Track and field athletes can either sprint for a short time or run slowly for a long time. This simple trade-off between performance and endurance is a fact of life for all moving animals. But how does an animal's motor system remember what it has done in the past and regulate future movements to avoid exhaustion? Hong-Yan Zhang and Keith Sillar at St Andrews University, UK, recently explored this question by studying motor networks in Xenopus tadpoles. They published their work in a recent edition of Current Biology.

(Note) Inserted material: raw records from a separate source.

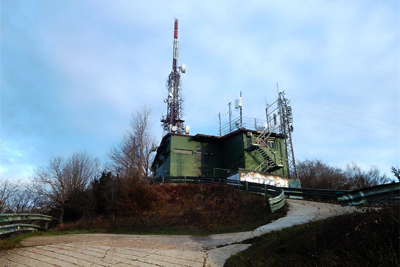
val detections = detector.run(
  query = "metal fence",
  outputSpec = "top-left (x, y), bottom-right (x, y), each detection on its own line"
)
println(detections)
top-left (0, 214), bottom-right (52, 237)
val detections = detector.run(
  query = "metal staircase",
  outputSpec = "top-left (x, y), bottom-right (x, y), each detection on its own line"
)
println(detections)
top-left (246, 126), bottom-right (284, 173)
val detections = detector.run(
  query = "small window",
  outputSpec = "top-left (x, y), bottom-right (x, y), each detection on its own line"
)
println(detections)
top-left (268, 140), bottom-right (275, 148)
top-left (173, 148), bottom-right (193, 155)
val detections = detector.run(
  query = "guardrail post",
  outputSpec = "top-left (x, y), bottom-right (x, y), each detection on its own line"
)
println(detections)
top-left (264, 184), bottom-right (268, 205)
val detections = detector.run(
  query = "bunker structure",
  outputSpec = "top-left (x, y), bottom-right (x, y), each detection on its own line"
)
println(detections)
top-left (151, 127), bottom-right (287, 178)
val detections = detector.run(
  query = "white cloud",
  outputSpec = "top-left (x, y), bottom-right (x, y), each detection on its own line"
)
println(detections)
top-left (1, 0), bottom-right (398, 181)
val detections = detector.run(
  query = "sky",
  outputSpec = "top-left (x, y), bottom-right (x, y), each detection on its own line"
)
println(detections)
top-left (1, 0), bottom-right (399, 182)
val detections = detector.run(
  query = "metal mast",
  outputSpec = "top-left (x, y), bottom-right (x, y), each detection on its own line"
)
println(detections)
top-left (161, 19), bottom-right (187, 134)
top-left (278, 91), bottom-right (299, 182)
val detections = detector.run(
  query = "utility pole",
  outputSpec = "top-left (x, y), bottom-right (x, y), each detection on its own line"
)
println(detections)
top-left (228, 102), bottom-right (232, 132)
top-left (218, 113), bottom-right (222, 136)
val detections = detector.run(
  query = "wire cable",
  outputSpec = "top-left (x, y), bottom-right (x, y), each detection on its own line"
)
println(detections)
top-left (286, 93), bottom-right (400, 126)
top-left (293, 108), bottom-right (399, 141)
top-left (290, 101), bottom-right (399, 131)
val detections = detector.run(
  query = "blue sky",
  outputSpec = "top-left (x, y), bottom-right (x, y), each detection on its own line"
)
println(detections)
top-left (1, 0), bottom-right (399, 181)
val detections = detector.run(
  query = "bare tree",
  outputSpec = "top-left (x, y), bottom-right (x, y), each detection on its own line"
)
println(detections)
top-left (297, 159), bottom-right (349, 190)
top-left (9, 184), bottom-right (39, 213)
top-left (0, 178), bottom-right (19, 213)
top-left (109, 107), bottom-right (156, 182)
top-left (391, 166), bottom-right (400, 182)
top-left (345, 163), bottom-right (391, 189)
top-left (31, 152), bottom-right (99, 224)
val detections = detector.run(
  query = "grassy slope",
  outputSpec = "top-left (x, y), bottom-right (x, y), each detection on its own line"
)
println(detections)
top-left (1, 184), bottom-right (288, 250)
top-left (225, 204), bottom-right (399, 267)
top-left (58, 184), bottom-right (288, 235)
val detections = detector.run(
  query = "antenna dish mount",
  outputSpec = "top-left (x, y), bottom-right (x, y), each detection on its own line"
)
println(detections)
top-left (181, 64), bottom-right (186, 73)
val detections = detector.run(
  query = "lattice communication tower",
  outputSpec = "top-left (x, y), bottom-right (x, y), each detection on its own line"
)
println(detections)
top-left (278, 92), bottom-right (299, 181)
top-left (161, 19), bottom-right (189, 134)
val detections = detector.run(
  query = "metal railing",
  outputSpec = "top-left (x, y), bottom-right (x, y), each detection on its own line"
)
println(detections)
top-left (219, 116), bottom-right (274, 136)
top-left (0, 214), bottom-right (52, 236)
top-left (152, 177), bottom-right (285, 213)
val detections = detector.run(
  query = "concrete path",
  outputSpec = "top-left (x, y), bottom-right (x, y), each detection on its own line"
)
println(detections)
top-left (0, 200), bottom-right (359, 267)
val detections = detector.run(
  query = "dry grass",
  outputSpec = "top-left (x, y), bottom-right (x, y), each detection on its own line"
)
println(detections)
top-left (55, 183), bottom-right (286, 235)
top-left (225, 203), bottom-right (399, 266)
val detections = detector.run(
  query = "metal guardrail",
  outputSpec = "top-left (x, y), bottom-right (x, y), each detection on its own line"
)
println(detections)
top-left (338, 182), bottom-right (400, 206)
top-left (282, 187), bottom-right (350, 200)
top-left (153, 177), bottom-right (286, 213)
top-left (0, 214), bottom-right (52, 236)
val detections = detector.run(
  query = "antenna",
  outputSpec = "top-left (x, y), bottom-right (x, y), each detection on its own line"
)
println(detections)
top-left (235, 91), bottom-right (243, 128)
top-left (161, 19), bottom-right (188, 134)
top-left (228, 102), bottom-right (232, 132)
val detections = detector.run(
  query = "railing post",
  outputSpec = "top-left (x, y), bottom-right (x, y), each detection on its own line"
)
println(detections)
top-left (246, 181), bottom-right (248, 191)
top-left (264, 184), bottom-right (268, 205)
top-left (162, 177), bottom-right (165, 183)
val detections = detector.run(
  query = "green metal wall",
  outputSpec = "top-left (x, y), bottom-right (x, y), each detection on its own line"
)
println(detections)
top-left (168, 135), bottom-right (224, 177)
top-left (221, 132), bottom-right (245, 170)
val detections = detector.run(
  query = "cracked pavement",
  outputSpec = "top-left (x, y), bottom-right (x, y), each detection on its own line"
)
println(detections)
top-left (0, 199), bottom-right (359, 267)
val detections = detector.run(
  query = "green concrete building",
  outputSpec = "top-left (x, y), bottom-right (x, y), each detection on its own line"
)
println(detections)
top-left (151, 128), bottom-right (288, 179)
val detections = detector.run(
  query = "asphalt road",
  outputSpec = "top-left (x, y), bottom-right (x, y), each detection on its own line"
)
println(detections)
top-left (0, 199), bottom-right (359, 267)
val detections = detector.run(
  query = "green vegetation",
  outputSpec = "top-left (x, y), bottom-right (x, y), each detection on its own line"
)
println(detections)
top-left (225, 204), bottom-right (399, 267)
top-left (297, 159), bottom-right (393, 190)
top-left (0, 230), bottom-right (64, 250)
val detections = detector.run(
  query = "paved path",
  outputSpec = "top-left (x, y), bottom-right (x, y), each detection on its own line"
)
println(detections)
top-left (0, 200), bottom-right (359, 267)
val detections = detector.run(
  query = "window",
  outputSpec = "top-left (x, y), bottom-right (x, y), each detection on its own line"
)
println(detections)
top-left (173, 148), bottom-right (193, 155)
top-left (268, 140), bottom-right (275, 148)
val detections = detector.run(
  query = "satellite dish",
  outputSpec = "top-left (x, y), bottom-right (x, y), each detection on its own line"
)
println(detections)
top-left (177, 127), bottom-right (182, 134)
top-left (171, 126), bottom-right (178, 132)
top-left (169, 92), bottom-right (173, 97)
top-left (163, 99), bottom-right (167, 103)
top-left (181, 64), bottom-right (186, 73)
top-left (185, 125), bottom-right (190, 134)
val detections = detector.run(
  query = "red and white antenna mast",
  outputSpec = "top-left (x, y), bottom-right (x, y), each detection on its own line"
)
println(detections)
top-left (161, 19), bottom-right (189, 134)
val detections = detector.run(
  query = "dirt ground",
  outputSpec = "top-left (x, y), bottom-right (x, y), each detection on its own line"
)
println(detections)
top-left (0, 199), bottom-right (361, 267)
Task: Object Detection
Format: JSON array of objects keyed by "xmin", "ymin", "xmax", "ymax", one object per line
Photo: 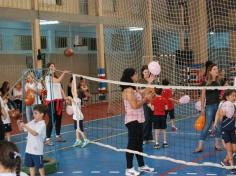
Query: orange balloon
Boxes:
[
  {"xmin": 194, "ymin": 114, "xmax": 206, "ymax": 131},
  {"xmin": 24, "ymin": 89, "xmax": 35, "ymax": 106},
  {"xmin": 64, "ymin": 48, "xmax": 74, "ymax": 57}
]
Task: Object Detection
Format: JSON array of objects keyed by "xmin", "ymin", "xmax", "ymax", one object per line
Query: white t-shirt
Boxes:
[
  {"xmin": 72, "ymin": 97, "xmax": 84, "ymax": 121},
  {"xmin": 12, "ymin": 88, "xmax": 22, "ymax": 100},
  {"xmin": 45, "ymin": 76, "xmax": 62, "ymax": 100},
  {"xmin": 25, "ymin": 82, "xmax": 42, "ymax": 105},
  {"xmin": 25, "ymin": 120, "xmax": 46, "ymax": 155},
  {"xmin": 1, "ymin": 103, "xmax": 10, "ymax": 124}
]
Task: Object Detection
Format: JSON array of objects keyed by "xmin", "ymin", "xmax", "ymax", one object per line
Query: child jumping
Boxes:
[
  {"xmin": 66, "ymin": 75, "xmax": 89, "ymax": 148},
  {"xmin": 17, "ymin": 104, "xmax": 47, "ymax": 176}
]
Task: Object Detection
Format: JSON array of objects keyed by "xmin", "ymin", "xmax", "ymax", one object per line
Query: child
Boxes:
[
  {"xmin": 161, "ymin": 79, "xmax": 179, "ymax": 131},
  {"xmin": 1, "ymin": 97, "xmax": 12, "ymax": 141},
  {"xmin": 17, "ymin": 104, "xmax": 47, "ymax": 176},
  {"xmin": 66, "ymin": 76, "xmax": 89, "ymax": 148},
  {"xmin": 213, "ymin": 90, "xmax": 236, "ymax": 167},
  {"xmin": 0, "ymin": 141, "xmax": 28, "ymax": 176},
  {"xmin": 149, "ymin": 88, "xmax": 168, "ymax": 149}
]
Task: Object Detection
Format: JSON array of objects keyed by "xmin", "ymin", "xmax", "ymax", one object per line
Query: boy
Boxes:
[
  {"xmin": 17, "ymin": 104, "xmax": 47, "ymax": 176},
  {"xmin": 149, "ymin": 88, "xmax": 168, "ymax": 149}
]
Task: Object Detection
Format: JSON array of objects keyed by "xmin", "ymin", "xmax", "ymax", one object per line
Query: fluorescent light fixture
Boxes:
[
  {"xmin": 128, "ymin": 27, "xmax": 143, "ymax": 31},
  {"xmin": 209, "ymin": 32, "xmax": 215, "ymax": 35},
  {"xmin": 40, "ymin": 20, "xmax": 59, "ymax": 25}
]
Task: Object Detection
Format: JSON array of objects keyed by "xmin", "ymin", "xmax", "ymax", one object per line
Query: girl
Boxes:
[
  {"xmin": 213, "ymin": 90, "xmax": 236, "ymax": 166},
  {"xmin": 45, "ymin": 63, "xmax": 69, "ymax": 146},
  {"xmin": 194, "ymin": 64, "xmax": 222, "ymax": 153},
  {"xmin": 121, "ymin": 68, "xmax": 154, "ymax": 176},
  {"xmin": 66, "ymin": 76, "xmax": 89, "ymax": 148},
  {"xmin": 1, "ymin": 97, "xmax": 12, "ymax": 141}
]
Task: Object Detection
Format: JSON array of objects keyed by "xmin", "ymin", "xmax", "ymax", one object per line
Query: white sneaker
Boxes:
[
  {"xmin": 138, "ymin": 165, "xmax": 155, "ymax": 173},
  {"xmin": 125, "ymin": 167, "xmax": 140, "ymax": 176}
]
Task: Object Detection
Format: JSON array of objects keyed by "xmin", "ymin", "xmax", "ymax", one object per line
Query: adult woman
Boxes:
[
  {"xmin": 194, "ymin": 64, "xmax": 222, "ymax": 153},
  {"xmin": 139, "ymin": 65, "xmax": 159, "ymax": 144},
  {"xmin": 45, "ymin": 63, "xmax": 69, "ymax": 146},
  {"xmin": 121, "ymin": 68, "xmax": 154, "ymax": 176}
]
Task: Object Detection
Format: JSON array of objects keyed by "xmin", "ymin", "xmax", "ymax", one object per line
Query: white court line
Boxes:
[
  {"xmin": 206, "ymin": 174, "xmax": 217, "ymax": 176},
  {"xmin": 72, "ymin": 171, "xmax": 82, "ymax": 174},
  {"xmin": 109, "ymin": 171, "xmax": 120, "ymax": 174},
  {"xmin": 57, "ymin": 171, "xmax": 64, "ymax": 174},
  {"xmin": 91, "ymin": 171, "xmax": 101, "ymax": 174},
  {"xmin": 169, "ymin": 172, "xmax": 178, "ymax": 175},
  {"xmin": 187, "ymin": 173, "xmax": 197, "ymax": 175}
]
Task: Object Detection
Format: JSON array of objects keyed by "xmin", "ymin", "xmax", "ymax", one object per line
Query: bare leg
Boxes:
[
  {"xmin": 39, "ymin": 168, "xmax": 45, "ymax": 176},
  {"xmin": 29, "ymin": 167, "xmax": 36, "ymax": 176}
]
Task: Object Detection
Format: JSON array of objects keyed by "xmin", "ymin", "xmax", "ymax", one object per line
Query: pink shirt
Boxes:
[{"xmin": 124, "ymin": 91, "xmax": 145, "ymax": 124}]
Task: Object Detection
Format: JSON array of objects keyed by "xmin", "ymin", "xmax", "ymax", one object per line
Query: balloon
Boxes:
[
  {"xmin": 148, "ymin": 61, "xmax": 161, "ymax": 76},
  {"xmin": 195, "ymin": 100, "xmax": 201, "ymax": 111},
  {"xmin": 142, "ymin": 88, "xmax": 155, "ymax": 103},
  {"xmin": 66, "ymin": 105, "xmax": 73, "ymax": 116},
  {"xmin": 179, "ymin": 95, "xmax": 190, "ymax": 104},
  {"xmin": 24, "ymin": 89, "xmax": 35, "ymax": 106},
  {"xmin": 9, "ymin": 110, "xmax": 21, "ymax": 120},
  {"xmin": 194, "ymin": 114, "xmax": 206, "ymax": 131},
  {"xmin": 64, "ymin": 48, "xmax": 74, "ymax": 57}
]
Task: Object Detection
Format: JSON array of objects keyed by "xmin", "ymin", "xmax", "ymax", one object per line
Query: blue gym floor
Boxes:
[{"xmin": 12, "ymin": 114, "xmax": 235, "ymax": 176}]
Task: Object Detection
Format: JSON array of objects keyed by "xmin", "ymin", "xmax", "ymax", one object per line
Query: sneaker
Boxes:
[
  {"xmin": 138, "ymin": 165, "xmax": 155, "ymax": 173},
  {"xmin": 81, "ymin": 139, "xmax": 89, "ymax": 148},
  {"xmin": 73, "ymin": 139, "xmax": 83, "ymax": 147},
  {"xmin": 56, "ymin": 136, "xmax": 66, "ymax": 142},
  {"xmin": 45, "ymin": 139, "xmax": 53, "ymax": 146},
  {"xmin": 153, "ymin": 144, "xmax": 161, "ymax": 149},
  {"xmin": 163, "ymin": 143, "xmax": 168, "ymax": 148},
  {"xmin": 171, "ymin": 126, "xmax": 178, "ymax": 131},
  {"xmin": 125, "ymin": 167, "xmax": 140, "ymax": 176}
]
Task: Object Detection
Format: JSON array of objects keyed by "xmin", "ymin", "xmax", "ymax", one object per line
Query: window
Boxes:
[
  {"xmin": 80, "ymin": 0, "xmax": 88, "ymax": 15},
  {"xmin": 41, "ymin": 36, "xmax": 47, "ymax": 49},
  {"xmin": 14, "ymin": 35, "xmax": 32, "ymax": 50},
  {"xmin": 55, "ymin": 36, "xmax": 68, "ymax": 48},
  {"xmin": 0, "ymin": 34, "xmax": 2, "ymax": 50}
]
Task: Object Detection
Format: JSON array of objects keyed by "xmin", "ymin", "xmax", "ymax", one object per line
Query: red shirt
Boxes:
[
  {"xmin": 151, "ymin": 95, "xmax": 168, "ymax": 116},
  {"xmin": 161, "ymin": 89, "xmax": 174, "ymax": 110}
]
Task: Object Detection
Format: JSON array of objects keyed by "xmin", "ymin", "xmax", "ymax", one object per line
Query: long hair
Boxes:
[
  {"xmin": 141, "ymin": 65, "xmax": 148, "ymax": 79},
  {"xmin": 205, "ymin": 64, "xmax": 220, "ymax": 86},
  {"xmin": 120, "ymin": 68, "xmax": 136, "ymax": 91},
  {"xmin": 0, "ymin": 141, "xmax": 21, "ymax": 176},
  {"xmin": 47, "ymin": 62, "xmax": 58, "ymax": 78},
  {"xmin": 0, "ymin": 81, "xmax": 10, "ymax": 97}
]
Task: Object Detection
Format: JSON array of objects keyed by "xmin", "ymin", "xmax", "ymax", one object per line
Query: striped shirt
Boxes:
[{"xmin": 124, "ymin": 91, "xmax": 145, "ymax": 124}]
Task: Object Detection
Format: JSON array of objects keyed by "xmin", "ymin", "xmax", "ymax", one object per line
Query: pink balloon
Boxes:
[
  {"xmin": 195, "ymin": 100, "xmax": 201, "ymax": 111},
  {"xmin": 148, "ymin": 61, "xmax": 161, "ymax": 75},
  {"xmin": 66, "ymin": 105, "xmax": 73, "ymax": 116},
  {"xmin": 179, "ymin": 95, "xmax": 190, "ymax": 104}
]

Locomotion in Xenopus consists of swimming bouts triggered by sensory stimuli interspersed with pauses. Swimming episodes can last from a few seconds to several minutes. The team first simply controlled how long tadpoles rested after each swim bout. They found a very strong linear relationship between the interswim interval (rest time) and swim bout duration. The longer the network is active, the longer it rests afterwards. This suggests that tadpoles pace themselves. To do this, the frog locomotor system must retain a memory of what it has done in the past and dictate future output.
To examine the mechanisms underlying this network memory, the team recorded from neurons in the rhythmic circuits driving locomotion during fictive swimming (swim motor patterns evoked in a preparation isolated from sensory feedback). Following swim bouts, most neurons firing during swim rhythms showed an ‘ultra slow’ after-hyperpolarization (usAHP). For up to a minute after a swim bout, the usAHP made it harder for the network to maintain swimming. This cellular ‘hangover’ was directly and exclusively proportional to the amount of time the cell spent firing action potentials during swim bouts. The more action potentials a neuron fired during swimming, the longer the cell stayed hyperpolarized.
In other species, similar activity-dependent slow AHPs are mediated by electrogenic activity of the Na+/K+ pump. These pumps actively move K+ ions into cells and Na+ ions out. They have traditionally been considered to be unglamorous workhorses that regulate the baseline electrical potential of cellular membranes, but they have also been shown to generate activity-dependent inhibitory currents in a variety of invertebrate neurons. Zhang and Sillar next tested whether the Na+/K+ pump mediates the tadpole usAHP. Indeed, the usAHP has electrophysiological properties and pharmacological sensitivity consistent with it being mediated exclusively by a Na+/K+ pump current.
Finally, the team wanted to determine whether there is a causal relationship between Na+/K+ pump function and homeostatic regulation of swim episode and pause durations. To test this, they examined both fictive and actual swimming rhythms in the presence of a pharmacological inhibitor of Na+/K+ pump function. They found that the presence of the inhibitor increased the duration of swim bouts and decreased the duration of pauses. The delicate balance between performance and endurance was disrupted and the swim network essentially ran itself to exhaustion.
The work of Zhang and Sillar demonstrates that Na+/K+ pumps can dynamically set the excitability of cellular components in relation to previous activity. This provides the Xenopus locomotor system with a simple yet elegant cellular mechanism for controlling future behaviors in light of recent activity. Given that Na+/K+ pumps and action potentials are ubiquitous features of all brains, this mechanism might very well be a highly conserved feature of neural networks across animal phyla.